U-Net runs very slow

Firestone · August 25, 2023, 3:27am

Hello everyone!

I have written a U-Net with Python, TensorFlow and keras. With this I want to predict CT images from MR images. It’s nothing fancy and the code is very well commented:

import csv
import nibabel as nib
import tensorflow as tf

# U-Net architecture
def UNet_model_2D(img_height, img_width, clr_channels):
    
    inputs = tf.keras.layers.Input( shape=(img_height, img_width, clr_channels) )
    
    # contraction path
    c1 = tf.keras.layers.Conv2D(32, (3,3), activation='relu', kernel_initializer='he_normal', padding='same')(inputs)
    c1 = tf.keras.layers.Dropout(0.1)(c1)
    c1 = tf.keras.layers.Conv2D(32, (3,3), activation='relu', kernel_initializer='he_normal', padding='same')(c1)
    p1 = tf.keras.layers.MaxPooling2D((2,2))(c1)
    
    # ...
    
    # base
    c5 = tf.keras.layers.Conv2D(512, (3,3), activation='relu', kernel_initializer='he_normal', padding='same')(p4)
    c5 = tf.keras.layers.Dropout(0.3)(c5)
    c5 = tf.keras.layers.Conv2D(512, (3,3), activation='relu', kernel_initializer='he_normal', padding='same')(c5)
    
    # expansive path 
    u6 = tf.keras.layers.Conv2DTranspose(256, (2,2), strides=(2,2), padding='same')(c5)
    u6 = tf.keras.layers.concatenate([u6, c4])
    c6 = tf.keras.layers.Conv2D(256, (3,3), activation='relu', kernel_initializer='he_normal', padding='same')(u6)
    c6 = tf.keras.layers.Dropout(0.2)(c6)
    c6 = tf.keras.layers.Conv2D(256, (3,3), activation='relu', kernel_initializer='he_normal', padding='same')(c6)
     
    # ...
    
    outputs = tf.keras.layers.Conv2D(1, (1, 1), activation='linear')(c9) 
    model = tf.keras.Model(inputs=[inputs], outputs=[outputs])
    
    # config model with losses and metrics
    model.compile(optimizer='adam', loss=['MeanAbsoluteError'])

    model.summary()
    
    return model

################################ main program #################################

# load training data concatenated along 0th dimension
X = nib.load('MRIs_train.nii.gz').get_fdata()
Y = nib.load('CTs_train.nii.gz').get_fdata()

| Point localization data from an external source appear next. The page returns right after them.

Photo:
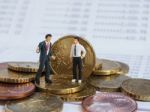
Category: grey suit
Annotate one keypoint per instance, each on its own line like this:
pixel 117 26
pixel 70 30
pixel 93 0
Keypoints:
pixel 44 61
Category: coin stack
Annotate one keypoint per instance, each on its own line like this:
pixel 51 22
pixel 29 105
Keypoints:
pixel 104 75
pixel 108 75
pixel 18 91
pixel 15 84
pixel 62 68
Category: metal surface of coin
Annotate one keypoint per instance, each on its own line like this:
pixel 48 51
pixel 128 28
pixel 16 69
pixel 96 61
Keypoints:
pixel 39 102
pixel 60 86
pixel 110 83
pixel 124 68
pixel 109 102
pixel 98 65
pixel 23 66
pixel 108 67
pixel 15 91
pixel 61 49
pixel 9 76
pixel 138 89
pixel 79 96
pixel 62 77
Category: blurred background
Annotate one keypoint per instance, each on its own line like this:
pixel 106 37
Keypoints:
pixel 117 29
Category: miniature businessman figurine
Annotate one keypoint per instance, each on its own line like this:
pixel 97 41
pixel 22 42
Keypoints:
pixel 77 53
pixel 44 48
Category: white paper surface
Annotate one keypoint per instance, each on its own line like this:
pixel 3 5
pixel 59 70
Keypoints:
pixel 117 29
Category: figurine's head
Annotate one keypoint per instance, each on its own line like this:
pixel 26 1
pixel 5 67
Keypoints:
pixel 76 40
pixel 48 37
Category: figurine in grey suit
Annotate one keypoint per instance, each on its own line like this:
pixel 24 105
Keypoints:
pixel 44 48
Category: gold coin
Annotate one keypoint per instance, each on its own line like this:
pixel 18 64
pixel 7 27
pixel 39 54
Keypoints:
pixel 108 67
pixel 23 66
pixel 138 89
pixel 79 96
pixel 61 49
pixel 62 77
pixel 60 86
pixel 9 76
pixel 98 65
pixel 110 83
pixel 39 102
pixel 124 68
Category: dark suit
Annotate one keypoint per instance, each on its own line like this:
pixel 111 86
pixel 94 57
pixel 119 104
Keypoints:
pixel 44 61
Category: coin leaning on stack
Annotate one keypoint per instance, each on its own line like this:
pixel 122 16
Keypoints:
pixel 18 86
pixel 109 76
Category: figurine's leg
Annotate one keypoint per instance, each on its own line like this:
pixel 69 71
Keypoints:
pixel 47 70
pixel 39 72
pixel 80 68
pixel 74 68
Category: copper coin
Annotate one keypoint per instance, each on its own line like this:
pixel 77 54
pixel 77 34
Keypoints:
pixel 109 102
pixel 138 89
pixel 79 96
pixel 23 66
pixel 110 83
pixel 9 76
pixel 60 86
pixel 61 49
pixel 108 67
pixel 39 102
pixel 15 91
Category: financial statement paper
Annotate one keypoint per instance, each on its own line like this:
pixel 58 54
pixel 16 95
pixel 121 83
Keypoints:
pixel 117 30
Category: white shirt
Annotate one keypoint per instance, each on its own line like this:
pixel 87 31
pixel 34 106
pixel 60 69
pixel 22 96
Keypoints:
pixel 79 49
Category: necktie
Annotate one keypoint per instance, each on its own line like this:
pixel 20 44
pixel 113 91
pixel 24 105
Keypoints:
pixel 75 50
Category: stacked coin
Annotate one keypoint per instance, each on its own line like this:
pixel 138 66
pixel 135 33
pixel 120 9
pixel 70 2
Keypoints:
pixel 108 75
pixel 139 89
pixel 39 102
pixel 109 102
pixel 15 85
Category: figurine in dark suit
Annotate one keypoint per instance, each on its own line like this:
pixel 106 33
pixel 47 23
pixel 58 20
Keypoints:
pixel 44 48
pixel 77 53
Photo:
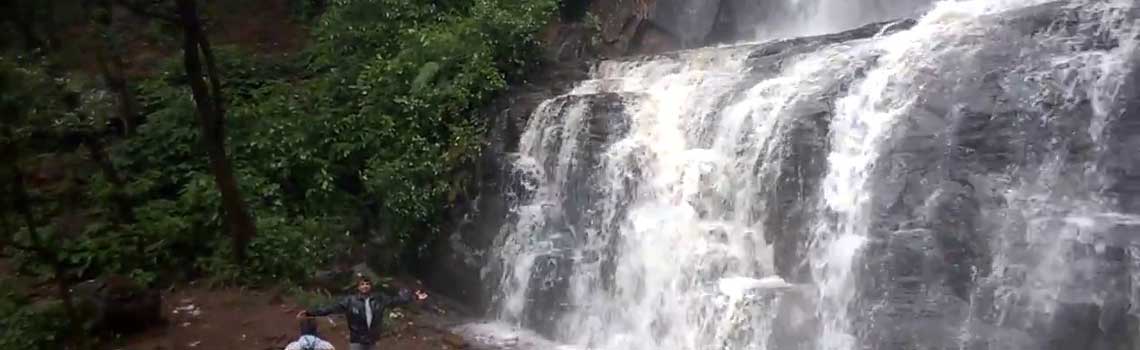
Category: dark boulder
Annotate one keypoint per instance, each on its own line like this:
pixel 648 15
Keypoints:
pixel 117 304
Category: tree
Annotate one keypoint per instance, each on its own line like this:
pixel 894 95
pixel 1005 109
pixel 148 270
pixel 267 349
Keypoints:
pixel 210 104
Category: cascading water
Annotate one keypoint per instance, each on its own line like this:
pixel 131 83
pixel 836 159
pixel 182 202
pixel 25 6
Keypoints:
pixel 959 181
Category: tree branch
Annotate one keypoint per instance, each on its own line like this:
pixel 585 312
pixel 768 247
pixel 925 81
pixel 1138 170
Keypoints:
pixel 143 10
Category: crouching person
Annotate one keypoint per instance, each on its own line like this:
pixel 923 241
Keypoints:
pixel 309 338
pixel 364 311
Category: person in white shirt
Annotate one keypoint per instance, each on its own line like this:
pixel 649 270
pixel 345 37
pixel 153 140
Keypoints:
pixel 309 338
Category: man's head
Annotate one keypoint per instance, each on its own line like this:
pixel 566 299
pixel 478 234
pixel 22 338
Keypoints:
pixel 309 326
pixel 364 284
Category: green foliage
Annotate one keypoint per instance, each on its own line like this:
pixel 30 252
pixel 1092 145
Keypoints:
pixel 285 252
pixel 363 138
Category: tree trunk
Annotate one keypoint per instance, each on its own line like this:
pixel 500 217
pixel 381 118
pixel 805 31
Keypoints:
pixel 124 210
pixel 212 121
pixel 59 268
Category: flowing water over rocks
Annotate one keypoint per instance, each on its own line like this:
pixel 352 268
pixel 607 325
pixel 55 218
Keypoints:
pixel 966 180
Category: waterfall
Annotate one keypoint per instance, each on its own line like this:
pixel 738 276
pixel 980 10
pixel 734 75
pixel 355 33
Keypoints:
pixel 958 181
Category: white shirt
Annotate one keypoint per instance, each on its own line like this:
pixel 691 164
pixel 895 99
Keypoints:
pixel 307 340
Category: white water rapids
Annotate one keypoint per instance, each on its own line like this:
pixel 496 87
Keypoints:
pixel 644 217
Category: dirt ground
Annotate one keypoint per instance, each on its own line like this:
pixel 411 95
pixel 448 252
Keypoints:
pixel 229 318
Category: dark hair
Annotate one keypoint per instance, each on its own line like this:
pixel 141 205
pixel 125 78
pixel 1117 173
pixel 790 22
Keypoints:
pixel 309 326
pixel 361 277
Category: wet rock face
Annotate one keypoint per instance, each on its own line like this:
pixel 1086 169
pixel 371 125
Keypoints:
pixel 943 195
pixel 978 194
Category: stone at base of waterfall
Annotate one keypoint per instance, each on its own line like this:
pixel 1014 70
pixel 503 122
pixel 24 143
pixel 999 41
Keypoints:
pixel 503 336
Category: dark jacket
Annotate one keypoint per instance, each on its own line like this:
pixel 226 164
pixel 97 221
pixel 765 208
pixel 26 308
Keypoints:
pixel 352 307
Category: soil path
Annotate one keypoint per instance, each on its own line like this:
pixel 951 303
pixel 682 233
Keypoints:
pixel 218 319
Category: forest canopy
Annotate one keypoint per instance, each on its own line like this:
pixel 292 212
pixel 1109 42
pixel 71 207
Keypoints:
pixel 138 145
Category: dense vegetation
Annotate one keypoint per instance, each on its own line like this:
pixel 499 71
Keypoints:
pixel 356 144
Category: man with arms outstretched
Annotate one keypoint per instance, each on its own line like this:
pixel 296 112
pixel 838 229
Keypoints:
pixel 364 311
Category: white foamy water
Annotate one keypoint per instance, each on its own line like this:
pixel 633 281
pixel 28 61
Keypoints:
pixel 645 194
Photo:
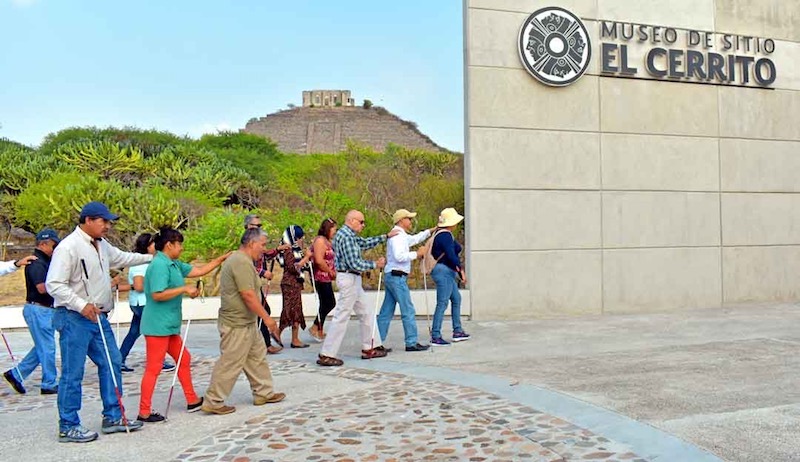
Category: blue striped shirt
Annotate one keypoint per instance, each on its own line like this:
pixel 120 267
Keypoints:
pixel 347 248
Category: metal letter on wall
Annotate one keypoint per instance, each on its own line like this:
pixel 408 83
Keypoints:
pixel 554 46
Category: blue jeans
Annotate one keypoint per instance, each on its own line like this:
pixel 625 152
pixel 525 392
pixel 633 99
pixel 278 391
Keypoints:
pixel 79 338
pixel 446 290
pixel 40 323
pixel 397 292
pixel 133 332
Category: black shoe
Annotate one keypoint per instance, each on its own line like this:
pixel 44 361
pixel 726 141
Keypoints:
pixel 417 347
pixel 15 384
pixel 196 406
pixel 152 418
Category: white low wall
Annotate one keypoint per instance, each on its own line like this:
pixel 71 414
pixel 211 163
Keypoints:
pixel 196 309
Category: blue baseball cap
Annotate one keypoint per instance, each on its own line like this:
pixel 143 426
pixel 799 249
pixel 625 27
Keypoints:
pixel 97 210
pixel 47 234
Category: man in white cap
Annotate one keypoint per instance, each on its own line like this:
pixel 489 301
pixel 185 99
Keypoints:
pixel 79 281
pixel 398 266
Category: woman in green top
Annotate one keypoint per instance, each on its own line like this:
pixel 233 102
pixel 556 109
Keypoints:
pixel 164 288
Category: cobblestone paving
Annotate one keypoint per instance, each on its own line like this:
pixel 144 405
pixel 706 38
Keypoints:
pixel 395 418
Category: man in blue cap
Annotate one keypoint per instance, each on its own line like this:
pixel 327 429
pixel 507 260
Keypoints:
pixel 38 312
pixel 80 284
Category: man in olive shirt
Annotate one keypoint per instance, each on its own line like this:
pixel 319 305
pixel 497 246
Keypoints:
pixel 241 345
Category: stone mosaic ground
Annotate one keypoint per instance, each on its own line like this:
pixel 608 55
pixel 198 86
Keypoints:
pixel 393 418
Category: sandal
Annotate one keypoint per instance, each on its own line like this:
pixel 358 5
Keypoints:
pixel 328 361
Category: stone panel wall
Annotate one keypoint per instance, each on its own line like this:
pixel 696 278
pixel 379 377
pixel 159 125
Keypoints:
pixel 326 130
pixel 618 195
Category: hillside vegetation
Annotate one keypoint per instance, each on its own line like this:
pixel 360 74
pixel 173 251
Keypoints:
pixel 205 187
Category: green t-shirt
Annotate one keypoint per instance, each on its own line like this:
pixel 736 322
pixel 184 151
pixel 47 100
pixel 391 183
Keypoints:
pixel 163 318
pixel 238 274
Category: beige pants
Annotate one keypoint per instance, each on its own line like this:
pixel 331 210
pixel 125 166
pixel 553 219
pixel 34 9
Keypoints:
pixel 241 349
pixel 351 299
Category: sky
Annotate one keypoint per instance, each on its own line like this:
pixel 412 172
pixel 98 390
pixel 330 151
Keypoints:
pixel 194 67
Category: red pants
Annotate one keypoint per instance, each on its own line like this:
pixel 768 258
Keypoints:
pixel 157 349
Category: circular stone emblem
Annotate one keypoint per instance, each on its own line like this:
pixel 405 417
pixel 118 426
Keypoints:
pixel 554 46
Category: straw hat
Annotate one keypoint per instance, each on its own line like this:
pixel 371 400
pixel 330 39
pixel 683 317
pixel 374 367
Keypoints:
pixel 449 217
pixel 402 213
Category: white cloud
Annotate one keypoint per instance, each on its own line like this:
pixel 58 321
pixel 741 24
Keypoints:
pixel 23 3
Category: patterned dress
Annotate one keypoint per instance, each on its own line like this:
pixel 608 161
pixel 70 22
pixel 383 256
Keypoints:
pixel 292 290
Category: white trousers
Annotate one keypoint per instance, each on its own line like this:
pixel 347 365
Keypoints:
pixel 351 298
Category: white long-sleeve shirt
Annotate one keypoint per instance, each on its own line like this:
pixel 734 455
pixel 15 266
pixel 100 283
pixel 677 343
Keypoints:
pixel 66 281
pixel 7 267
pixel 398 253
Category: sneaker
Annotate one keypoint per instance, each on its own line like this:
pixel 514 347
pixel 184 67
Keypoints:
pixel 373 353
pixel 152 418
pixel 50 391
pixel 222 410
pixel 417 347
pixel 460 336
pixel 120 425
pixel 273 398
pixel 77 435
pixel 196 406
pixel 15 384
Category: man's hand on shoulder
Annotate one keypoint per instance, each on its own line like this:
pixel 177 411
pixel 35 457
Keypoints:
pixel 25 261
pixel 90 312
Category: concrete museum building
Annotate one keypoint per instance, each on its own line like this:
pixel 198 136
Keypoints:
pixel 629 156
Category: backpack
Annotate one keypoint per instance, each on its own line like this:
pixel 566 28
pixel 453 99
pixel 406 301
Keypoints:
pixel 428 262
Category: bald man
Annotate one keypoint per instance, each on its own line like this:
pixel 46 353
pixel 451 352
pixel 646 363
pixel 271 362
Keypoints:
pixel 347 249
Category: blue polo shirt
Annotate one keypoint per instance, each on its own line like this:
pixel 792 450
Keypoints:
pixel 163 318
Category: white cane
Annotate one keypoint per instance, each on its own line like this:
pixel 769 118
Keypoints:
pixel 178 366
pixel 13 360
pixel 425 292
pixel 316 296
pixel 116 304
pixel 375 318
pixel 105 347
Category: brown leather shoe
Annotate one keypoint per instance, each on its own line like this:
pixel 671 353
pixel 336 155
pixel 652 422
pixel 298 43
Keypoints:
pixel 273 398
pixel 373 353
pixel 222 410
pixel 329 361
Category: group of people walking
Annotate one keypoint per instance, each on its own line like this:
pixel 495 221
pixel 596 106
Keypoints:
pixel 69 289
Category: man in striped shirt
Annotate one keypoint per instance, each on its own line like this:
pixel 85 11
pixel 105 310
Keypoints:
pixel 347 248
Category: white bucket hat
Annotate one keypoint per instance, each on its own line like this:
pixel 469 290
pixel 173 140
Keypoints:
pixel 449 217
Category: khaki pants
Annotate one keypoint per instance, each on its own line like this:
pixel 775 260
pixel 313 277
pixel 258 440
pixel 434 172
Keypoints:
pixel 351 299
pixel 241 349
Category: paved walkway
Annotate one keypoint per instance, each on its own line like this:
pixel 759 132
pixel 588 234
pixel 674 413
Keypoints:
pixel 542 391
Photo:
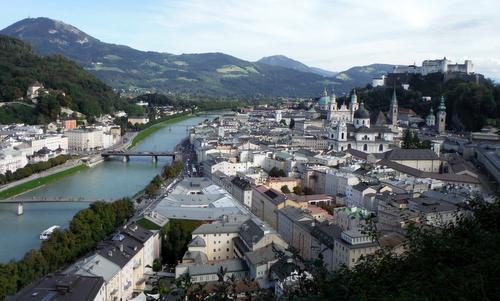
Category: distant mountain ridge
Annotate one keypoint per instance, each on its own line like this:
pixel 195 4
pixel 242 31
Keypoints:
pixel 219 74
pixel 283 61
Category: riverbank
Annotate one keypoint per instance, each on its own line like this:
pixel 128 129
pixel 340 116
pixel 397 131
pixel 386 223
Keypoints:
pixel 155 127
pixel 30 185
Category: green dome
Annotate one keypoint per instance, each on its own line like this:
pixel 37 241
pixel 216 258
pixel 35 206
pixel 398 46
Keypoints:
pixel 323 101
pixel 362 113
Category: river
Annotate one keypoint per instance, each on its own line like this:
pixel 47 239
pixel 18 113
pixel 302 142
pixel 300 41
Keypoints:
pixel 109 180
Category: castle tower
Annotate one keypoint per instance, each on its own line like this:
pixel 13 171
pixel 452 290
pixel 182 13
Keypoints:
pixel 394 109
pixel 353 106
pixel 441 117
pixel 430 120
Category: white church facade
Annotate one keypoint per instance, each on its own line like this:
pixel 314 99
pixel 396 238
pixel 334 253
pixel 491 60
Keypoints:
pixel 350 128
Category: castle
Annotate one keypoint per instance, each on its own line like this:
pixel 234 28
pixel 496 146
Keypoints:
pixel 437 122
pixel 436 66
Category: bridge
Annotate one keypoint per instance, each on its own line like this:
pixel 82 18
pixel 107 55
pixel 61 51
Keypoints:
pixel 127 154
pixel 49 200
pixel 21 201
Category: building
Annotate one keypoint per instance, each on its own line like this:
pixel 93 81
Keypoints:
pixel 86 139
pixel 360 135
pixel 62 287
pixel 68 123
pixel 278 182
pixel 441 117
pixel 138 120
pixel 242 191
pixel 267 201
pixel 11 160
pixel 127 253
pixel 421 159
pixel 98 266
pixel 350 247
pixel 342 113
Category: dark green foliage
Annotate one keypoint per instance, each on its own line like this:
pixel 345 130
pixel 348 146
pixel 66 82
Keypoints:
pixel 276 172
pixel 86 229
pixel 214 74
pixel 175 237
pixel 469 105
pixel 457 262
pixel 30 169
pixel 20 67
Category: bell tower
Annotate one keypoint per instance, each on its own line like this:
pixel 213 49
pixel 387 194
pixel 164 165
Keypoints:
pixel 441 117
pixel 394 109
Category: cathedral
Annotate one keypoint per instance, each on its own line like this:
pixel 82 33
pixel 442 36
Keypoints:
pixel 350 127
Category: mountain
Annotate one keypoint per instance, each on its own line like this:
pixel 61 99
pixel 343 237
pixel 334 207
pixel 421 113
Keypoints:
pixel 216 74
pixel 363 74
pixel 70 84
pixel 286 62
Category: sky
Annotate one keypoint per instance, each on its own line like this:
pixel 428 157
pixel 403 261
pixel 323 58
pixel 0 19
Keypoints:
pixel 330 34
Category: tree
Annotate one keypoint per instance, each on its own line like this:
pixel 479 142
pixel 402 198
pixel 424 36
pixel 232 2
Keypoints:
pixel 457 261
pixel 285 189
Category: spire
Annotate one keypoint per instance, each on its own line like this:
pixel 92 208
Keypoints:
pixel 442 106
pixel 394 100
pixel 354 97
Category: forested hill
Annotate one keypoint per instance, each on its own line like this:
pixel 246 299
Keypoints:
pixel 469 106
pixel 20 67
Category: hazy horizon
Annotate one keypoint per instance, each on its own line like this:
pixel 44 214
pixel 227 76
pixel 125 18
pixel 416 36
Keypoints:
pixel 332 35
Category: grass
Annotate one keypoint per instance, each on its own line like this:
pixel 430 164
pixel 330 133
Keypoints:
pixel 147 224
pixel 13 191
pixel 155 127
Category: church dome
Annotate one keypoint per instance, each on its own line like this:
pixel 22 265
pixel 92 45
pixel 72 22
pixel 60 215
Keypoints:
pixel 362 113
pixel 323 101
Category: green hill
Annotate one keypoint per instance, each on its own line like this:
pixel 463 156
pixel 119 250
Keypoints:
pixel 20 67
pixel 213 74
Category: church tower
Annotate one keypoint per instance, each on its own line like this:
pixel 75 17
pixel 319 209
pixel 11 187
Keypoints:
pixel 430 120
pixel 394 109
pixel 341 131
pixel 353 106
pixel 332 107
pixel 441 117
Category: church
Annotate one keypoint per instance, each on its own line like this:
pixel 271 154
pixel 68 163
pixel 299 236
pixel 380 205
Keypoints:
pixel 438 121
pixel 350 128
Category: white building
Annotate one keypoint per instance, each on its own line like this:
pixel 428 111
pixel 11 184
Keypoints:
pixel 85 139
pixel 11 160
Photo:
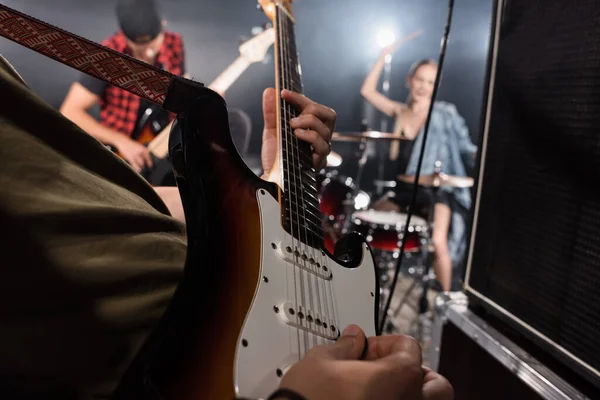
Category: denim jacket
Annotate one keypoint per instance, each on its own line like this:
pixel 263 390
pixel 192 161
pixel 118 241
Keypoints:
pixel 448 141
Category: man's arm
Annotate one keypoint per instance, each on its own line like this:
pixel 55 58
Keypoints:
pixel 75 107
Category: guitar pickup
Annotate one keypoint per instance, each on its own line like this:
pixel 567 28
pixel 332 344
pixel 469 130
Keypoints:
pixel 301 318
pixel 311 263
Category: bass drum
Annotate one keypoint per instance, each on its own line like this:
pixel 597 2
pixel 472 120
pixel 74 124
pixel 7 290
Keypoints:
pixel 337 203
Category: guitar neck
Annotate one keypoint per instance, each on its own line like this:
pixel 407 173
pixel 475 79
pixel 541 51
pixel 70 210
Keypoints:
pixel 159 146
pixel 300 204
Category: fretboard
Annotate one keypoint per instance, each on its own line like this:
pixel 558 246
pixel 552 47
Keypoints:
pixel 300 209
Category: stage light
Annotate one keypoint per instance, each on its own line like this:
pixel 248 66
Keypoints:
pixel 386 37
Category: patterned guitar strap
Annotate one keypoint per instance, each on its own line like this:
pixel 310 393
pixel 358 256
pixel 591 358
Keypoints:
pixel 172 92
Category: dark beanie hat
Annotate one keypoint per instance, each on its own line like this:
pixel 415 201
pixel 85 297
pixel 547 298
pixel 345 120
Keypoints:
pixel 139 19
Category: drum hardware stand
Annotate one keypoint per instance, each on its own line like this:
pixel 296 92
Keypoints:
pixel 424 280
pixel 349 205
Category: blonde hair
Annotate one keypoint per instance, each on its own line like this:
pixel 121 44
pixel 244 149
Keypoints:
pixel 418 64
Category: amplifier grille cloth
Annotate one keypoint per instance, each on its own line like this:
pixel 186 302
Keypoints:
pixel 537 246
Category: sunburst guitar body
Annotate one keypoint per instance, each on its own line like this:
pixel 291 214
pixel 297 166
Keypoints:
pixel 259 289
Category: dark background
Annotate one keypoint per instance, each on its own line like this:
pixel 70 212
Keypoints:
pixel 337 41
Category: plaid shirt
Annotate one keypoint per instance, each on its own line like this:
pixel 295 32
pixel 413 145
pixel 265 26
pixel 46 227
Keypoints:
pixel 118 108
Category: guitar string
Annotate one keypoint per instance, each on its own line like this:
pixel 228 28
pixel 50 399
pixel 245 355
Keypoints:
pixel 292 63
pixel 300 313
pixel 285 144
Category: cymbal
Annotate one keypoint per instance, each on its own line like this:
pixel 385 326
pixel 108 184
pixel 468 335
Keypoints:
pixel 439 180
pixel 358 136
pixel 334 159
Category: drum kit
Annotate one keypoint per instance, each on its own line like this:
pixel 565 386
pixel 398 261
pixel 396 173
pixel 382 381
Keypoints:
pixel 346 207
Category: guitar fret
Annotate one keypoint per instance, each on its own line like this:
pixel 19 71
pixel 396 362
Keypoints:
pixel 300 212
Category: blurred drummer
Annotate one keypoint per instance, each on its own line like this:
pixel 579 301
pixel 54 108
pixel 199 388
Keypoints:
pixel 448 141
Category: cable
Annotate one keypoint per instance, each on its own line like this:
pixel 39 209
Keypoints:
pixel 421 155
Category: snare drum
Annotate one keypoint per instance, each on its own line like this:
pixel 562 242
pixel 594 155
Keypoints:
pixel 384 230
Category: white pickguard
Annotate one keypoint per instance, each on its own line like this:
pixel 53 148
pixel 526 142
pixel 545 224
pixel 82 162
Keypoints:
pixel 271 339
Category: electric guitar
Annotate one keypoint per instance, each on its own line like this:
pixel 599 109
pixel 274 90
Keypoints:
pixel 259 288
pixel 153 128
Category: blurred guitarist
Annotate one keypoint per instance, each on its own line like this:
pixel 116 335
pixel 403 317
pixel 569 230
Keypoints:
pixel 142 36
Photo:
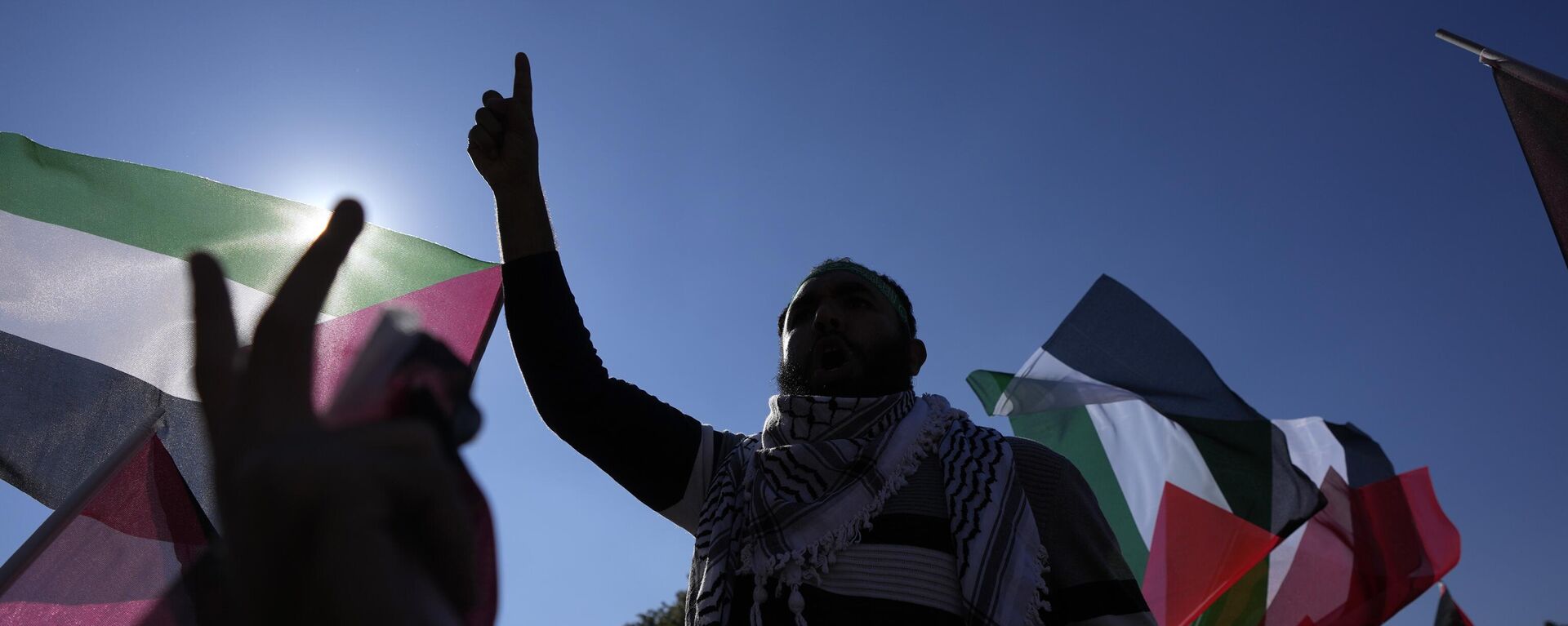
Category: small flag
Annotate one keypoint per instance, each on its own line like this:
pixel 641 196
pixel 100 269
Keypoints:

# load validation data concatenated along 0th dimension
x_val = nib.load('MRIs_val.nii.gz').get_fdata()
y_val = nib.load('CTs_val.nii.gz').get_fdata()

# files containing the loss values over time will be added to this folder
callbacks = [tf.keras.callbacks.TensorBoard(log_dir='log_survial')]
epochs = 50

# get shape of concatenated MRIs/CTs
s = X.shape

model = UNet_model_2D(s[1], s[2], 1)

# return a History object whose attribute '.history ' is a record of training 
# loss, metrics, validation loss, and validation metrics values
results = model.fit(
    x=X,  # input data
    y=Y,  # ground truth data
    batch_size=16, 
    epochs=epochs,
    verbose=1,
    callbacks=callbacks, 
    validation_data = (x_val, y_val),
    use_multiprocessing=True,
)

tmp = list(results.history.values())

train_loss=tmp[0][:]
val_loss=tmp[1][:]

# write/append csv file
f = open('log_train_loss.csv', 'a')
writer = csv.writer(f)
writer.writerow(train_loss)
f.close()

f = open('log_val_loss.csv', 'a')
writer = csv.writer(f)
writer.writerow(val_loss)
f.close()

model.save('pCT_2D_' + 'ep', save_format='tf')

I started training over 5 hours ago (112 concatenated 3D-MR/CT images as training and 25 concatenated 3D-MR/CT images as validation) and it’s not even through the first of 50 epochs.

One guess is that Spyder is not using the available 32 processor cores and/or not using the Quadro GV100 32 GB GPU. I also have 512 GB of RAM at my disposal.

The only thing I did in the Python code regarding multiprocessing is to set use_multiprocessing=True.

Thanks in advance for ANY support!

Renu_Patel · October 26, 2023, 11:19am

Hi @Firestone

Welcome to the TensorFlow Forum!

Could you please share the complete standalone code along with the sample dataset(if it is shareable) to replicate the error and understand the issues?

As you mentioned, the model is not recognising GPU. Please verify that you have followed all the steps mentioned in this link for GPU setup as per your system OS and installed TensorFlow version and make sure you are selecting the same virtual environment in Spyder to run the code.